The 27-year old suspect, who was not officially named, was detained at a Berlin bus station in the district of Charlottenburg on Saturday afternoon, police reported in a statement. The law enforcement apprehended the man upon his arrival to Berlin when he was still inside a bus.
The attack itself took place on October 27, but the footage of the incident was released to the public only last week and quickly went viral, sparking outrage among Germans. In a video, captured by CCTV cameras on Hermanstrasse U-Bahn (subway) station, a group of four men are seen following a young woman down the stairs before one member of the group with a beer in one hand and a cigarette in another suddenly kicks her down the flight. The 26-year-old victim, who ended up hitting stairs face-on and falling on the platform, suffered a broken arm and was later hospitalized. The group could be seen calmly walking away from the scene as passers-by rushed to the victim’s aid downstairs.
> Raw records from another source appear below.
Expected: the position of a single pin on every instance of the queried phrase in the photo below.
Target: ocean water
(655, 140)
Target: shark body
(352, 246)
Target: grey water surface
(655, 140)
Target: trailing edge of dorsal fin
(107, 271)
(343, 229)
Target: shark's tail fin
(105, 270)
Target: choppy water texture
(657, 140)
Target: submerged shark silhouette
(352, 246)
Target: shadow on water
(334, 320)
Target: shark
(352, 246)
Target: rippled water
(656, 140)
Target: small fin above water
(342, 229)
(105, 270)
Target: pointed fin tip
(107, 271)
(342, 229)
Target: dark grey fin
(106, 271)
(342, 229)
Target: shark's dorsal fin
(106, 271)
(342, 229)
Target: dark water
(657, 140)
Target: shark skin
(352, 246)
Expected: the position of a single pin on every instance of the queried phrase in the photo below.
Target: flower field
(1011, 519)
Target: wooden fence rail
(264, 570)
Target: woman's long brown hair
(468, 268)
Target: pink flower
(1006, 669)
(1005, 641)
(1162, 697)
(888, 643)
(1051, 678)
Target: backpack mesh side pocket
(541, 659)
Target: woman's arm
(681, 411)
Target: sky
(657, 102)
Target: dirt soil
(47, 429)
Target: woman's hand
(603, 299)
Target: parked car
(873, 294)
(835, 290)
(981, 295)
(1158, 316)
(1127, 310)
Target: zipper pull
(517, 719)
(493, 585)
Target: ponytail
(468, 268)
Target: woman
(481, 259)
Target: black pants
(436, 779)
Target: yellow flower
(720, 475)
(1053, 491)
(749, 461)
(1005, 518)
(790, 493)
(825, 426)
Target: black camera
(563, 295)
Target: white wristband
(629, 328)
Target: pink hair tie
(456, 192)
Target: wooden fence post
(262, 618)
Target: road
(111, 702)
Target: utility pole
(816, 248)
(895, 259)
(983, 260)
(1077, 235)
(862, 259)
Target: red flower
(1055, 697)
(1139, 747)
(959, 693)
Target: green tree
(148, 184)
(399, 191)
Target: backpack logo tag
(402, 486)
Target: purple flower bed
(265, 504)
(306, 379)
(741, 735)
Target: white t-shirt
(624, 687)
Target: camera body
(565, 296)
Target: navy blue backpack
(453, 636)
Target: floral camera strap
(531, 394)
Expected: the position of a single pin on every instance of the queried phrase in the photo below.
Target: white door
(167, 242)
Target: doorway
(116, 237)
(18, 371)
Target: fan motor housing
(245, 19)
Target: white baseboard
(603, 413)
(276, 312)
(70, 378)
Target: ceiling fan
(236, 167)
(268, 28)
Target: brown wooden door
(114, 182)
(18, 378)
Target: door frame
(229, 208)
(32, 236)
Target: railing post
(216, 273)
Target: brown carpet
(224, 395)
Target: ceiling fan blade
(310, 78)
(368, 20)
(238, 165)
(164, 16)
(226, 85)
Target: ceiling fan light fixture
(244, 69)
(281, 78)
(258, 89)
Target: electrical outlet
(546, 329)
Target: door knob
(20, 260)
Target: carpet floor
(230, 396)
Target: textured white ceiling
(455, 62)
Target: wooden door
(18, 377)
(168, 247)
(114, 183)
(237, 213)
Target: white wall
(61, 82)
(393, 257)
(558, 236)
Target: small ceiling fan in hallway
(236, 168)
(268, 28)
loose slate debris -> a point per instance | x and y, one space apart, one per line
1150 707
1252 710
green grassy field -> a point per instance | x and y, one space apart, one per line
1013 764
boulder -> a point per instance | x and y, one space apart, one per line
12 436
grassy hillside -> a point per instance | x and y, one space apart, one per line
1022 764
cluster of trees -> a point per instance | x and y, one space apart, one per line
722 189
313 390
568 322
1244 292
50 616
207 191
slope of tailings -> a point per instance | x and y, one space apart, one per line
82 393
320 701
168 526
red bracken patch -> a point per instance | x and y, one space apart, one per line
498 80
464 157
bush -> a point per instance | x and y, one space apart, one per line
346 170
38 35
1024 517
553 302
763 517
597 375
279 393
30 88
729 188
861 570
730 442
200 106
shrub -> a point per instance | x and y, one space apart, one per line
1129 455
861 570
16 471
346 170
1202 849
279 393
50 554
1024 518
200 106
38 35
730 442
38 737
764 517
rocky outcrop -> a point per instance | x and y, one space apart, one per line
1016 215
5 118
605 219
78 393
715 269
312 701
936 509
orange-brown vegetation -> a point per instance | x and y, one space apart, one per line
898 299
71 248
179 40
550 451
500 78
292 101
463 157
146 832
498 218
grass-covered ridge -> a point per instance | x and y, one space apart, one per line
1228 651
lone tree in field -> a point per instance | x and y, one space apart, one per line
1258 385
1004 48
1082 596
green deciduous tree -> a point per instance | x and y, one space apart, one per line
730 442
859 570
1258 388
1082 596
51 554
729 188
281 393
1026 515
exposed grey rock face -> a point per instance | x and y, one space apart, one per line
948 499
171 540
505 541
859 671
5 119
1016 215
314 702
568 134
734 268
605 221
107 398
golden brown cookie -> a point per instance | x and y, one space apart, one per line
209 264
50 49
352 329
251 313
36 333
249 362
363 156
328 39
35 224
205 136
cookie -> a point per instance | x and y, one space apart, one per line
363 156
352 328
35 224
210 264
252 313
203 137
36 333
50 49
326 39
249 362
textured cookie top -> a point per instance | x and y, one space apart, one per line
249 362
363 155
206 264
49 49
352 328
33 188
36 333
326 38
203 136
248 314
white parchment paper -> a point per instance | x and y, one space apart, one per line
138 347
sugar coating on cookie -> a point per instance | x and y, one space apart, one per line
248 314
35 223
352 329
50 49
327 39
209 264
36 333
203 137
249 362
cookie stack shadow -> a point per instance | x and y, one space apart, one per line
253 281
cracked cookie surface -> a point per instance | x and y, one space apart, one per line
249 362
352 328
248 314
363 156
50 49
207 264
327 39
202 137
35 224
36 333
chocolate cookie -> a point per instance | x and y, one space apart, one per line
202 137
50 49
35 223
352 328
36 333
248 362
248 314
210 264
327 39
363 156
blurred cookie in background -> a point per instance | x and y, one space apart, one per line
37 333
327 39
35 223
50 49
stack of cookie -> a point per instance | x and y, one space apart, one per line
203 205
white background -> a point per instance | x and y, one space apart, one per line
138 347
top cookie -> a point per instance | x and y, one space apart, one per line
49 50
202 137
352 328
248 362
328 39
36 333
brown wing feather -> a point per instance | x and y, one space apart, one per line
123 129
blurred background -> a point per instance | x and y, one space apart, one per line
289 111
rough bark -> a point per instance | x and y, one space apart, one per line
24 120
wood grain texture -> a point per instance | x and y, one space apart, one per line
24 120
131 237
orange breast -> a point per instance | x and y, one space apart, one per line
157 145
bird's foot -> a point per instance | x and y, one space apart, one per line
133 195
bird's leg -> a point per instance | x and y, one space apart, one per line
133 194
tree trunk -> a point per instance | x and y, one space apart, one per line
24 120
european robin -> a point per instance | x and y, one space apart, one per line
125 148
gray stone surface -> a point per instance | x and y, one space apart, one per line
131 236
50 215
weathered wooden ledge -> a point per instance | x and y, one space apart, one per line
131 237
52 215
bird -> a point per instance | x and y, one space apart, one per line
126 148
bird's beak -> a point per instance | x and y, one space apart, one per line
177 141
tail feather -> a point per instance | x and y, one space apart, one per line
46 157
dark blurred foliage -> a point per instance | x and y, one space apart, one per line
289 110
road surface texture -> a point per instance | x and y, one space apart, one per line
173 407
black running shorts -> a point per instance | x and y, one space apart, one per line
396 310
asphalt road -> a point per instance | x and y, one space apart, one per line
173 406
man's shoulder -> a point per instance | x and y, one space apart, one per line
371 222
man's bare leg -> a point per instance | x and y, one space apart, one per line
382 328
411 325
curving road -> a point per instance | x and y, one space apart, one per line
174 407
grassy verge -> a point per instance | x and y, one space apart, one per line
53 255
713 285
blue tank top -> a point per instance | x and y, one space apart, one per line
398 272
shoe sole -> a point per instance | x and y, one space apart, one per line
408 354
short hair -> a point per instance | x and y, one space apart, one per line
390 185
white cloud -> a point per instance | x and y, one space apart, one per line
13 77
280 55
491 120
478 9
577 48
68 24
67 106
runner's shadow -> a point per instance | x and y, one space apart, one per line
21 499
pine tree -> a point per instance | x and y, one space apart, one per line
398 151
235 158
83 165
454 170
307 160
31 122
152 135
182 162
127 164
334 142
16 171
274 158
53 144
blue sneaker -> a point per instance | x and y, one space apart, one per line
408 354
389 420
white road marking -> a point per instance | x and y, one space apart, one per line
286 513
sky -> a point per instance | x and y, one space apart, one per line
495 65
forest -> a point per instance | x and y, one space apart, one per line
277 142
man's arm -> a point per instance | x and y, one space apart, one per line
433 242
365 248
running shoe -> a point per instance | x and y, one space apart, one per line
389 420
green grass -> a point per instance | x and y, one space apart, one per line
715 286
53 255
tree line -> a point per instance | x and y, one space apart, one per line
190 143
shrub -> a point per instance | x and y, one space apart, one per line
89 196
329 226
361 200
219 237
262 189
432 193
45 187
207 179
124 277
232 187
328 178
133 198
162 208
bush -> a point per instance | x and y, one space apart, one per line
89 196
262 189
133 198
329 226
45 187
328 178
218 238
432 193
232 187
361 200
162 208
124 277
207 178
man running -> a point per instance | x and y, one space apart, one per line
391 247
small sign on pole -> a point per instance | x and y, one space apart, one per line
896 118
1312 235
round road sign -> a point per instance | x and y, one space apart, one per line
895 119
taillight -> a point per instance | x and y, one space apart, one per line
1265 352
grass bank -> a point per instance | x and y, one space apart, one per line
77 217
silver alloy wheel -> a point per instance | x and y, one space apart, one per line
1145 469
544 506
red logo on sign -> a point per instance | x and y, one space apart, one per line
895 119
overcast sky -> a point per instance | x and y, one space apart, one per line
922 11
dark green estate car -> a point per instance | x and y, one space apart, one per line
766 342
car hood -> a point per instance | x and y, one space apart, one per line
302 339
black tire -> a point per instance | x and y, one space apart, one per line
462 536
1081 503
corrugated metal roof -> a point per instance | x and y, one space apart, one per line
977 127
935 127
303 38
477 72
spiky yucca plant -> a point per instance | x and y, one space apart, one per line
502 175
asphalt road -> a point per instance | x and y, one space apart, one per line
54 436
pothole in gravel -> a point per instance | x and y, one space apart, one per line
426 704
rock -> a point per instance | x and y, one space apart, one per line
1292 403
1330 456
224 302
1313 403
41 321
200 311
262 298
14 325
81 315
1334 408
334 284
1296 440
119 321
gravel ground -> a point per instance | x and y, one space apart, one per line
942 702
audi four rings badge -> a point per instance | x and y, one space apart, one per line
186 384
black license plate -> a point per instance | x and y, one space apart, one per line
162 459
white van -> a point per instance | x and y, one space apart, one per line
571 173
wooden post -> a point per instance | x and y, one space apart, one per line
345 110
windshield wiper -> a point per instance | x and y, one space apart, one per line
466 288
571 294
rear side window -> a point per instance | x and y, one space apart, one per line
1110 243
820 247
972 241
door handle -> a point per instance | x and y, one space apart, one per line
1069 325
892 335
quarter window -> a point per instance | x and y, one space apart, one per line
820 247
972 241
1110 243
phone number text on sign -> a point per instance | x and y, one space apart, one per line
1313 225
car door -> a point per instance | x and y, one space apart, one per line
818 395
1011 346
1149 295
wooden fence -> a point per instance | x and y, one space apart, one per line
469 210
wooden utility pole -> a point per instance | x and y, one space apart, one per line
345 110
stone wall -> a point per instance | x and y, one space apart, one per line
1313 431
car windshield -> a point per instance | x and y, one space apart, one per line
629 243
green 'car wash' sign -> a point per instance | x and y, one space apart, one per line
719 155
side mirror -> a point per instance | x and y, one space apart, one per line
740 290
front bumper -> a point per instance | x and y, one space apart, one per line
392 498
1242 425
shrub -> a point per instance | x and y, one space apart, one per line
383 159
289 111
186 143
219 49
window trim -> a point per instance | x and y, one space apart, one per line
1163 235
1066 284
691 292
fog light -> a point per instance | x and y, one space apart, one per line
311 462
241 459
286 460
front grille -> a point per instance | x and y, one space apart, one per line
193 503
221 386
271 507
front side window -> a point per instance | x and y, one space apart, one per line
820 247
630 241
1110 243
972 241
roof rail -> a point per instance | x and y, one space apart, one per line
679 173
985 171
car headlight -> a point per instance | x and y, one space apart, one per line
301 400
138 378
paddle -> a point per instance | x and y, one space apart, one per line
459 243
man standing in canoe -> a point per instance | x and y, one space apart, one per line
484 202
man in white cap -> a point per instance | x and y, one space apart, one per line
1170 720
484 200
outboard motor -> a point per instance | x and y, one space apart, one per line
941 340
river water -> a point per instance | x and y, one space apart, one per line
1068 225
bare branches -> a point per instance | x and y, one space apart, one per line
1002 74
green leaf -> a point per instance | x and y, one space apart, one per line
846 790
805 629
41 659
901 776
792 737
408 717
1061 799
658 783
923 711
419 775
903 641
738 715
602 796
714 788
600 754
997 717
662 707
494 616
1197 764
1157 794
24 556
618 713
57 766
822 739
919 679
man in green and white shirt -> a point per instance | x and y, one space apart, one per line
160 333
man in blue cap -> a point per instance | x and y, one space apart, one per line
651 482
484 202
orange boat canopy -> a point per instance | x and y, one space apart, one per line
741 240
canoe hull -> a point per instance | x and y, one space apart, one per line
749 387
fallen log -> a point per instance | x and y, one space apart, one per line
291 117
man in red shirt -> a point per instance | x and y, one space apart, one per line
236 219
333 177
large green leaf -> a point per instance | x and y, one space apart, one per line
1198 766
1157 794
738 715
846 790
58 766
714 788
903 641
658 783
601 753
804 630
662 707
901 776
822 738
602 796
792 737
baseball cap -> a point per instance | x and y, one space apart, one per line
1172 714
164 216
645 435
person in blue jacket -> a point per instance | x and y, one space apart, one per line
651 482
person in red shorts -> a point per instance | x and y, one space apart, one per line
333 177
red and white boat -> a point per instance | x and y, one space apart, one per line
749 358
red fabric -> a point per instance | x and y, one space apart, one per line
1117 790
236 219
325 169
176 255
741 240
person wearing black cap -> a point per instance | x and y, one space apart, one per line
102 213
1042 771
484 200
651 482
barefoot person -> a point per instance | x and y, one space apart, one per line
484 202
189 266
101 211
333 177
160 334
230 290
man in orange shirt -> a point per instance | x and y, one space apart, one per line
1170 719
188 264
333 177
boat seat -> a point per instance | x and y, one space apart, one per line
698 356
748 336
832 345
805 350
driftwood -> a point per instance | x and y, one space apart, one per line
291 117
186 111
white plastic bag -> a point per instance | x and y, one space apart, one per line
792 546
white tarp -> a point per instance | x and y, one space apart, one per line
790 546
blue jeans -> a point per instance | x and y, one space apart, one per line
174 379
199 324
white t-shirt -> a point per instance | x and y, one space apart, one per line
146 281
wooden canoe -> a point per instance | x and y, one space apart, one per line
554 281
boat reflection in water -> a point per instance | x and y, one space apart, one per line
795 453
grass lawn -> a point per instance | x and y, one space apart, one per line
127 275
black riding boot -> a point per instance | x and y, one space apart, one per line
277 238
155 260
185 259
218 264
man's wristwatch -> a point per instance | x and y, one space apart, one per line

On December 14, police reported they identified the attacker and his accomplices. The spokesperson for the prosecutor’s office, Martin Steltner, told Berliner Zeitung on Thursday that the police had started searching for a 27-year-old Bulgarian citizen, Svetoslav S.
The man’s full name was reported by the German and Bulgarian media as Svetoslav Stoykov.
The other members of the gang were said by judicial authorities to be his two brothers and an acquaintance. On Monday, one of the alleged accomplices, Stoykov’s younger brother, was detained by German police in Berlin. However, he has since been released, as the prosecutor’s office did not manage to prove his direct involvement in the attack, according to Die Welt.
The incident has courted attention not only in Germany but also in the home country of the main suspect, Bulgaria. It was reported that the suspect might have fled to Bulgaria to avoid prosecution. However, this assumption was disputed by the Bulgarian authorities.
“There is no information that the Bulgarians from the footage…are in Bulgaria,” the Director of National Police Chief Commissioner Hristo Terziysk told state media on Thursday, admitting that Bulgarian police have been cooperating with German police in the case.
Bulgarian television channel Nova reached out to the family of the primary suspect in Bulgaria. The mother of the attacker also dismissed the claims that Stoykov might be hiding in Bulgaria.
Stoykov’s wife, with which the suspect had three children, allegedly said that he had called her to tell he was in Germany.
Family sources told Nova that Stoykov took up a number unskilled jobs in one of the Berlin’s restaurants where his wife was working as a pot washer. According to Bild, the man was also working at a construction site. Back in Bulgaria the family lived in the Black Sea resort town of Warna in a Roma neighborhood, Berliner Kurier reported. The man is well-known to Bulgarian law enforcement and has a lengthy criminal record, that includes multiple convictions for robbery, theft and hooliganism.